Nilsson O R, Karlberg B E, Kågedal B, Tegler L, Almqvist S
Acta Med Scand. 1979;206(1-2):21-5. doi: 10.1111/j.0954-6820.1979.tb13463.x.
Treatment for one month with propranolol or atenolol, a selective beta-1-adrenoceptor blocking agent, was evaluated in 20 hyperthyroid patients. The patients improved to the same extent on either drug, as shown by a clinical diagnostic index. Basal metabolic rate decreased by 11% during both treatments, while it was unchanged in seven untreated hyperthyroid controls. Thyroxine concentration did not change during any treatment. During propranolol treatment T3 decreased from 4.6 to 3.9 nmol/l, while no changes were observed during atenolol treatment or in the control group. No significant changes were seen in free T4, free T3 or rT3 concentrations on any treatment, although free T3 was observed to decrease slightly during propranolol treatment.
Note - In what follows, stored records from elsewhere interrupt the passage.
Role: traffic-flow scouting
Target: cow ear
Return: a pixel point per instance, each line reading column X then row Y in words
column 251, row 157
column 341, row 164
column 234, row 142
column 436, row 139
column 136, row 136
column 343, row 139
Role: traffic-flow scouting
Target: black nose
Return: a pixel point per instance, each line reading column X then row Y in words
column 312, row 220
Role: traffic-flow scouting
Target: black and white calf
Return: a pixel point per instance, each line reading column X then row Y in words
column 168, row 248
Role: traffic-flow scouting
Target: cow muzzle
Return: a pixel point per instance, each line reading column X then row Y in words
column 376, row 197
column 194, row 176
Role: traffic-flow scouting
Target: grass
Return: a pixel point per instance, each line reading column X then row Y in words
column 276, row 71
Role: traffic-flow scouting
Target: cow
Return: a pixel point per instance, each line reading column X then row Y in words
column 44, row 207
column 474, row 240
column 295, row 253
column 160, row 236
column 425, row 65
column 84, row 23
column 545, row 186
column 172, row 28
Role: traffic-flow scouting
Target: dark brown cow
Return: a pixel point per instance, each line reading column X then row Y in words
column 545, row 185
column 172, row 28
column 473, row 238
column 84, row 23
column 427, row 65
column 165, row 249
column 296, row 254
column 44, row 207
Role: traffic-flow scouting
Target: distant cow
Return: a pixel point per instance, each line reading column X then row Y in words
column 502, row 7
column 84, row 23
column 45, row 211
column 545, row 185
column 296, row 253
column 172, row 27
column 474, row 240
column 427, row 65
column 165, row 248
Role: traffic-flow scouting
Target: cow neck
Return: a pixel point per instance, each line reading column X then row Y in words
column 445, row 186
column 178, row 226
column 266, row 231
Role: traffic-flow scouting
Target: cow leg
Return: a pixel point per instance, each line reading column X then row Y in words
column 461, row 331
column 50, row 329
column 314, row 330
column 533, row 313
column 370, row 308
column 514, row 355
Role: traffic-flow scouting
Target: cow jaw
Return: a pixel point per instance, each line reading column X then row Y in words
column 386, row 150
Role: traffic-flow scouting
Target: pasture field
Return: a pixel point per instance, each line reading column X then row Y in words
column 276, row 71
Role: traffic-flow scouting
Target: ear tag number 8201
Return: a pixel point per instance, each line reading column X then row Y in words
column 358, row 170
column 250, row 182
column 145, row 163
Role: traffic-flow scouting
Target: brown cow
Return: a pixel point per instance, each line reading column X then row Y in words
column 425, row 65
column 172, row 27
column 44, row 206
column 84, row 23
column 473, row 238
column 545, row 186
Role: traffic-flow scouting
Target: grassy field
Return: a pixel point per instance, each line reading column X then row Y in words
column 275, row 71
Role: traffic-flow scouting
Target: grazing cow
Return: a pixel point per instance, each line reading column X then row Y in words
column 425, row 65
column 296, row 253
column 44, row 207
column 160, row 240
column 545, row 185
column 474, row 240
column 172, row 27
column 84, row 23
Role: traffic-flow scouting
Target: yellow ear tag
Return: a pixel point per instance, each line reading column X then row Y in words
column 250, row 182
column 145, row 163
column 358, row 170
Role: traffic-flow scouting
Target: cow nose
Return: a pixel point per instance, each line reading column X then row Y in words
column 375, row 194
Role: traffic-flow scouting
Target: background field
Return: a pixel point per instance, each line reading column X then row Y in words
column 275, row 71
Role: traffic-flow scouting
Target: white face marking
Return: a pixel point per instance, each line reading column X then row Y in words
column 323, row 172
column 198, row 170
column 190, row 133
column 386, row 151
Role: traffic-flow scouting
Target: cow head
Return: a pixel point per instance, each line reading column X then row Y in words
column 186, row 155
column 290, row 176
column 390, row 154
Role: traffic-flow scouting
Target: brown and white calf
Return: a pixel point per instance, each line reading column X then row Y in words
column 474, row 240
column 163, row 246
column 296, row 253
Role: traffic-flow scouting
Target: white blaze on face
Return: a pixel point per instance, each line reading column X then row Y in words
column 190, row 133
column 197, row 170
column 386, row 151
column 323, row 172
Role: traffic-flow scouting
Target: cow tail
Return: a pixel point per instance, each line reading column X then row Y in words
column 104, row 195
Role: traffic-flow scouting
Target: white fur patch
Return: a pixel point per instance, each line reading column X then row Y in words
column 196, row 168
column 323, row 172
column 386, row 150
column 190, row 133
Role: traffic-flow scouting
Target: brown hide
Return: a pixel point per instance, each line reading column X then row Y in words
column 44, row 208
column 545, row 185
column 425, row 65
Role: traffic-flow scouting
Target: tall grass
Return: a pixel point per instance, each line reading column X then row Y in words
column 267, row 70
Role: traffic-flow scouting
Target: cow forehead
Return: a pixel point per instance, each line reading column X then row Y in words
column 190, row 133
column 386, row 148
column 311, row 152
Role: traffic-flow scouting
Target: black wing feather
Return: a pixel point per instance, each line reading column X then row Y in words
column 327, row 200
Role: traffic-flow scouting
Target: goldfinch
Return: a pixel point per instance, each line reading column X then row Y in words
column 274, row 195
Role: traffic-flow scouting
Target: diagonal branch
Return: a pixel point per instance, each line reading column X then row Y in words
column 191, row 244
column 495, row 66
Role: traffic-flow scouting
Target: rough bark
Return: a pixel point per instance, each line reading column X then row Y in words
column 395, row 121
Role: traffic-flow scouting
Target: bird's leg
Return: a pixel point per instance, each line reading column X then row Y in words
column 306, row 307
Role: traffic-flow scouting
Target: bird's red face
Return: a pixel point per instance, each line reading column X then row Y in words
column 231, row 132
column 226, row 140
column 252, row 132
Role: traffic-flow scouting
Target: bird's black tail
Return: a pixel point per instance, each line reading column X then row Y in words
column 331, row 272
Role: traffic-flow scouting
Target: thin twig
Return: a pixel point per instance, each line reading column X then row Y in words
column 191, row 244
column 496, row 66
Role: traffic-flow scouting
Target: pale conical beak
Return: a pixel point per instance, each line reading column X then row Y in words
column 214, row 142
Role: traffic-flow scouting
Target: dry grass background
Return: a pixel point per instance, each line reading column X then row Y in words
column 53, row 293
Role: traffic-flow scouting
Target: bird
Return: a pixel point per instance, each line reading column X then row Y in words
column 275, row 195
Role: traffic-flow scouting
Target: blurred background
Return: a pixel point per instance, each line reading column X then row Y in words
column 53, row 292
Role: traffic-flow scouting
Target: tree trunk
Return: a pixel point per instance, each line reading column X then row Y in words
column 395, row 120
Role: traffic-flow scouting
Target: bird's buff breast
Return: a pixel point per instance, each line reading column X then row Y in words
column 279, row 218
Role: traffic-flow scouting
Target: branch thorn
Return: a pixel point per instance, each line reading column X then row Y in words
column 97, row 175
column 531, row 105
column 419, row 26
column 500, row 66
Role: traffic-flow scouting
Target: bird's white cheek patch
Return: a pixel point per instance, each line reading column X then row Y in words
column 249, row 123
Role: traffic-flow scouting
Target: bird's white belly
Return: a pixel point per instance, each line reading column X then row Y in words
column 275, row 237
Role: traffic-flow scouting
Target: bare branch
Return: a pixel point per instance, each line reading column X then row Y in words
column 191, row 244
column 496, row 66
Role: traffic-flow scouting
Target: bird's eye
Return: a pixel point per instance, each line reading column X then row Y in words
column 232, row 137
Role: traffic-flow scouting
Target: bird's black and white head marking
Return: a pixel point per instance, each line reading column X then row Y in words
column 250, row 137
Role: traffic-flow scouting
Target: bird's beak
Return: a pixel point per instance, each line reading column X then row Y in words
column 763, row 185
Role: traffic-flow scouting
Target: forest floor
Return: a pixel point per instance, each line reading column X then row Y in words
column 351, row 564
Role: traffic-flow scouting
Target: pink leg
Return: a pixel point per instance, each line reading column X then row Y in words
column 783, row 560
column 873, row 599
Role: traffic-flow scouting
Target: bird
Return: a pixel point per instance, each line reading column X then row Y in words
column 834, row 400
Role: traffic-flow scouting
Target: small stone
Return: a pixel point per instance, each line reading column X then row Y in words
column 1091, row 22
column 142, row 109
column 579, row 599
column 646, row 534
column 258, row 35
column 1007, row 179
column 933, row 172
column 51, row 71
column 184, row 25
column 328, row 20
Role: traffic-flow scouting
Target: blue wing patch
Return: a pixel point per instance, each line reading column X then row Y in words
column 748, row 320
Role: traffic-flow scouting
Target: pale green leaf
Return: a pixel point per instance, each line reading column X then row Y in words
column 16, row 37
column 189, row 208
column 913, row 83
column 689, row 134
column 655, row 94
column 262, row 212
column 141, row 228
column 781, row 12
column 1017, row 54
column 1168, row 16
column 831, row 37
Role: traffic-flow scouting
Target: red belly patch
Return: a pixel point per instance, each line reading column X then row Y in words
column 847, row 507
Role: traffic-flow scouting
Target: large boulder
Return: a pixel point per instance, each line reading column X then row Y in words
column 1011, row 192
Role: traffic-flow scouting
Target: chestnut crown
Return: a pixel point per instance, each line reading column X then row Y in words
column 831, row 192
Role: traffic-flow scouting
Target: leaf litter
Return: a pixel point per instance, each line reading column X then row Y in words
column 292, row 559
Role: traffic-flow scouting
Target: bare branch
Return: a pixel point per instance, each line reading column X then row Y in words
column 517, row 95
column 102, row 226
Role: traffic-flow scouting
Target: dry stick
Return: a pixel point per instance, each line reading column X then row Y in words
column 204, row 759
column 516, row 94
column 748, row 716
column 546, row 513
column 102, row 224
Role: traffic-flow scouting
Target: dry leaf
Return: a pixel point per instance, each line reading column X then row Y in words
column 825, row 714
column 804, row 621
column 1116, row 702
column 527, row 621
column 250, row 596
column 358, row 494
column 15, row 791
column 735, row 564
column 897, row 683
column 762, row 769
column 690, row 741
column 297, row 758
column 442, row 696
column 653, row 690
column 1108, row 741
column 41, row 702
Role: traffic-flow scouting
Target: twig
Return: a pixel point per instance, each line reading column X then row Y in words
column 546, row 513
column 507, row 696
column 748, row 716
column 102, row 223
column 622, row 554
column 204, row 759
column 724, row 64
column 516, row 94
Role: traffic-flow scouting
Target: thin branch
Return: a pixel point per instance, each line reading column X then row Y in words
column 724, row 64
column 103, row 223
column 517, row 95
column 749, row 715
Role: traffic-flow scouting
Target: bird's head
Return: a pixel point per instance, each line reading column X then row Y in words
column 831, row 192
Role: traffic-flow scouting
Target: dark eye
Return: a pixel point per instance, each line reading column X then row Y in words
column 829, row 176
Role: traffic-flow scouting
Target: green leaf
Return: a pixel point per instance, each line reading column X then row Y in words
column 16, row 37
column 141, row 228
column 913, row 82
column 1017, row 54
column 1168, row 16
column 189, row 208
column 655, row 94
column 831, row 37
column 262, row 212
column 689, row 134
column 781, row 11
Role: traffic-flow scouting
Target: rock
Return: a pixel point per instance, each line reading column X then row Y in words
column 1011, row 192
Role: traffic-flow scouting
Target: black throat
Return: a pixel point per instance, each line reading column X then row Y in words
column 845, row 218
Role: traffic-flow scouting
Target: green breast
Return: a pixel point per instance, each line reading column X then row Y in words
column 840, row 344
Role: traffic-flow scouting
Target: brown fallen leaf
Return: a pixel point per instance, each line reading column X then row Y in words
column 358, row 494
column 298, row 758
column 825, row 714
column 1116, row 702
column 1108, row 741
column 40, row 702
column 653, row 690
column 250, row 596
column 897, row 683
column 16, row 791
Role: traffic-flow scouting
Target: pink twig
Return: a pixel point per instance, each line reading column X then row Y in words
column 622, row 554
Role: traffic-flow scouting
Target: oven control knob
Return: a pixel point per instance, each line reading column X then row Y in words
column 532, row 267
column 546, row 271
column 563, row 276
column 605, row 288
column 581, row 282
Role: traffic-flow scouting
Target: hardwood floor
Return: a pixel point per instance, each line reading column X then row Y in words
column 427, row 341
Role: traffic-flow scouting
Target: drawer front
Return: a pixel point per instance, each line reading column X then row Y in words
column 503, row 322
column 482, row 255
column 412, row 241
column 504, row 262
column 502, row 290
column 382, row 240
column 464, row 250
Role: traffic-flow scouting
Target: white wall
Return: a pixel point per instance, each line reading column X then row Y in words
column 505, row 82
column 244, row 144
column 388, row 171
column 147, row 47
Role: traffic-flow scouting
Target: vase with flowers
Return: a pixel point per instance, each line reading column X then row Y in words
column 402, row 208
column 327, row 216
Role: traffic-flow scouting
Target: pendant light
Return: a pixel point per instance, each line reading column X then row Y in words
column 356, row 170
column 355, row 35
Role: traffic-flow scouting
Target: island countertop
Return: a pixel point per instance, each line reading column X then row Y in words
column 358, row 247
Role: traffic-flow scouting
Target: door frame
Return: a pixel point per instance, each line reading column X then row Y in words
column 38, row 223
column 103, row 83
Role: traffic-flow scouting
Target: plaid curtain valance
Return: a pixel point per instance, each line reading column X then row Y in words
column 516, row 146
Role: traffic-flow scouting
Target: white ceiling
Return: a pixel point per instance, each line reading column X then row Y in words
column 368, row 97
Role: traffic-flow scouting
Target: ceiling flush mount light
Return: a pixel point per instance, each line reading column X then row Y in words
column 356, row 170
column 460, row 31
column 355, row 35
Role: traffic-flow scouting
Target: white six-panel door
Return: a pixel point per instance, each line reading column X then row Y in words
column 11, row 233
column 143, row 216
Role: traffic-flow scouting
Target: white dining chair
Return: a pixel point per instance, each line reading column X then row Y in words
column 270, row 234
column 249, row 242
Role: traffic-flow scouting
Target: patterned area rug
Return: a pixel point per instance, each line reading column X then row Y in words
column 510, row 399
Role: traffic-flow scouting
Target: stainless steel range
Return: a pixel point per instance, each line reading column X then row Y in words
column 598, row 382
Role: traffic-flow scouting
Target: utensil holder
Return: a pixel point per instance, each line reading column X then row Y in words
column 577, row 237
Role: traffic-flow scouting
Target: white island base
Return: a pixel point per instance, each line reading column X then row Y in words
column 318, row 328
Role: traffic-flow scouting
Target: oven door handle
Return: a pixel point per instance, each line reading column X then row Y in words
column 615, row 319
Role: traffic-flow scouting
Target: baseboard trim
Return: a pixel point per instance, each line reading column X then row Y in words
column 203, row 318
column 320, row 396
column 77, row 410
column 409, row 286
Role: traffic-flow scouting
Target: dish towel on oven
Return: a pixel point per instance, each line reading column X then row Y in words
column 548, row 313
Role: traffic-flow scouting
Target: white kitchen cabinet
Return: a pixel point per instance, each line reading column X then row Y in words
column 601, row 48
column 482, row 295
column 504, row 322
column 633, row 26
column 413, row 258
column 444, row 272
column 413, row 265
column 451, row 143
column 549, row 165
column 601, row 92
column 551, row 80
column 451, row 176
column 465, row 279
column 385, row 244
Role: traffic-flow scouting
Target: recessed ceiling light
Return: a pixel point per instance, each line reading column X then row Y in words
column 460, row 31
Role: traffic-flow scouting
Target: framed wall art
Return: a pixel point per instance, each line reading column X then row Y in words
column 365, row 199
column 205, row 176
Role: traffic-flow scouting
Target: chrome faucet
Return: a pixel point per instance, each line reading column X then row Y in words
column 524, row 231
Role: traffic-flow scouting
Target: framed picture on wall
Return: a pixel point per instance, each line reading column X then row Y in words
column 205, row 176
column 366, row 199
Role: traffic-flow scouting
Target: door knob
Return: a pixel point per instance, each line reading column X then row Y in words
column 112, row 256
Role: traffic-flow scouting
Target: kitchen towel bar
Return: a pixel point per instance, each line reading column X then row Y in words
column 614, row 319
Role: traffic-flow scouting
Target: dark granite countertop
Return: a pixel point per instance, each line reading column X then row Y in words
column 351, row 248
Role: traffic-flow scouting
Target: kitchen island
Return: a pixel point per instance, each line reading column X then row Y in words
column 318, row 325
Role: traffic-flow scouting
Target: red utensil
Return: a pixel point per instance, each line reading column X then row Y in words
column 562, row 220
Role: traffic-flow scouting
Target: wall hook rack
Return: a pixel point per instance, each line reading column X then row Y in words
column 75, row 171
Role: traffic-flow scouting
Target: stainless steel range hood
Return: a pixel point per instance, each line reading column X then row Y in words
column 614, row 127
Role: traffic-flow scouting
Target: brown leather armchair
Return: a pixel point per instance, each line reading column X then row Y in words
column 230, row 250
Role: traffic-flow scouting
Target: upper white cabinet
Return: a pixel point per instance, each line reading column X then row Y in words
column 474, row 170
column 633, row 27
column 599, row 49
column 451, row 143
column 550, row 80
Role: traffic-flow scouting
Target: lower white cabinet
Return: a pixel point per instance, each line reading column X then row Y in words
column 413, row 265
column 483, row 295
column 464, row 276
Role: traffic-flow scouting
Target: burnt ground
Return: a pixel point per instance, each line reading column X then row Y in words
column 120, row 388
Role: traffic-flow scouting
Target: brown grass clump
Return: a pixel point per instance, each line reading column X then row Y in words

Thus, the improvement of the clinical symptoms of hyperthyroidism cannot be explained by diminished thyroid hormone concentrations in serum, since the reduction was small during propranolol and absent during atenolol treatment.
对20例甲状腺功能亢进患者使用普萘洛尔或阿替洛尔(一种选择性β1肾上腺素能受体阻滞剂)进行了为期一个月的治疗评估。临床诊断指标显示,两种药物治疗下患者的改善程度相同。两种治疗期间基础代谢率均下降了11%,而7例未经治疗的甲状腺功能亢进对照患者的基础代谢率未发生变化。任何治疗期间甲状腺素浓度均未改变。普萘洛尔治疗期间T3从4.6降至3.9 nmol/l,而阿替洛尔治疗期间及对照组未观察到变化。任何治疗下游离T4、游离T3或反T3浓度均未见显著变化,尽管普萘洛尔治疗期间游离T3略有下降。因此,甲状腺功能亢进临床症状的改善不能用血清甲状腺激素浓度降低来解释,因为普萘洛尔治疗期间降低幅度小,而阿替洛尔治疗期间则无降低。